Misc: the Dark Side, from Metal to Movies… & More…

Reign in Blood
A thrash metal classic…

Listening to Slayer’s Reign In Blood and Seasons In The Abyss albums recently (these are the only albums I have by the group that I really like [1]), I boarded a familiar train of thought: I like this music, occasionally. But how do people only listen to this stuff? Or, from the creative rather than consumptive angle, how could anyone be content to only do fast, loud, intense, aggressive, dark, and so on?

Back in my teens, as a sheltered child, emerging from the cosseted protection of a Christian upbringing of sorts, my first encounters with horror and violence in the world of entertainment media kind of traumatised me. I saw a run of films that were pretty dark and violent, as far I could make out at the time, like Taxi Driver, Blue Velvet, Wild At Heart, and suchlike.

Insect Warfare
Insect Warfare, taking the extremity further… [2]
Some of the film’s were just weird and creepy, like David Lynch’s Eraserhead, others were mob-themed, like Goodfellas and Scarface, but all had aspects that seemed to me to be pure expressions of nihilism and malevolence. Strangely, my previous exposure to such content via music, from Black Sabbath to Iron Maiden, Judas Priest to Motörhead, on to Metallica, Anthrax and Slayer, etc, had no mitigating effect.

Now, many years later, having jettisoned the faith of our fathers, and listening to less ‘evil’ rock/metal than I once did, I occasionally find myself drawn almost hypnotically back towards the ‘dark side’.

Charles Manson
Manson, the Hippy Dream gone horribly wrong.

It’s happened very occasionally before, as when I read a book on Charles Manson, in my early twenties. But usually it’s just a momentary impulse that passes as quickly as it arose. Another little blip a few years back lead me to buy a bunch of those Day of the Dead and Evil Dead movies.

These movies were kind of okay. But they weren’t very scary at all. Indeed, they were more preposterous than frightening. And supernatural horror? Forget it. The premise is so pathetic that everything that follows is so much hokum. To me, at any rate.

Texas Chainsaw Massacre
Another classic of its kind…

Was I getting like a drug addict, searching for progressively harder highs? Perhaps. I moved on to such films as The Texas Chainsaw Massacre. My first attempt to watch it failed, as I did indeed find it rather scary. But a second and complete viewing made me realise it wasn’t at all as gory as it’s often cracked up to be. So, better, but still mostly very silly.

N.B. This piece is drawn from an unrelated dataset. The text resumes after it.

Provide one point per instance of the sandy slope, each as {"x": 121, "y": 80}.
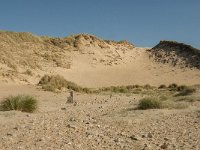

Henry, Portrait of a Serial Killer
Henry

It wasn’t until I saw Henry, Portrait of a Serial Killer, that, at last, I felt I’d hit pay dirt. This was finally a movie about disturbing ideas and behaviour that was both believable and, in places, genuinely disturbing. Once again, a second viewing made me realise that it’s largely less extreme than the fuss made at the time it came out suggested.

That said, there are several scenes, such as the home invasion massacre, and the dissolution of the murderous protagonists partnership, which remain pretty hard to watch.

Pulp Fiction, Vega shoots Marvin
A classic Tarantino moment nears…

One thing that’s very striking is how far the whole culture has gradually shifted. So far that when Tarantino has Vincent Vega accidentally blow Marvin’s head off, as the hitmen drive away from their ‘job’ in Pulp Fiction, it gets a hearty if horrified laugh (even from my Mrs, only yesterday, no less!).

More recently still, I bought Abel Ferrara’s Driller Killer, which is in the same violently ruptured artery as Henry, in many ways. And during the same period I started to seek out and watch both YouTube docs and full length features on serial killers, preferably real world ones.

I’m still in the grip of this most recent interest. So whereas before I’d get interested and then move on. At present the interest is what I’d call an abiding one. And it’s even drawn me back to investigating all that dark/black metal type stuff…

Venom, Welcome to Hell
Venom’s artwork promised something darker… [3]

NOTES:

[1] I also have their debut, Show No Mercy. The trouble with that one is the awful thin, tinny production. If it were redone, it’d probably be ok. I’d like to get South of Heaven, as I did hear it back in the day, and quite liked it. But it wasn’t as enjoyable as the blast of fetid air that was Reign In Blood.

[2] Not a group, or even a genre (grindcore?) I’ve listened to. Just here as a visual example of the crossover ‘twixt extreme violence/gore and extreme metal.

[3] … than the music actually delivered. The music was more in keeping with this image:

Venom, café
The true spirit of much black metal is camper than panto’!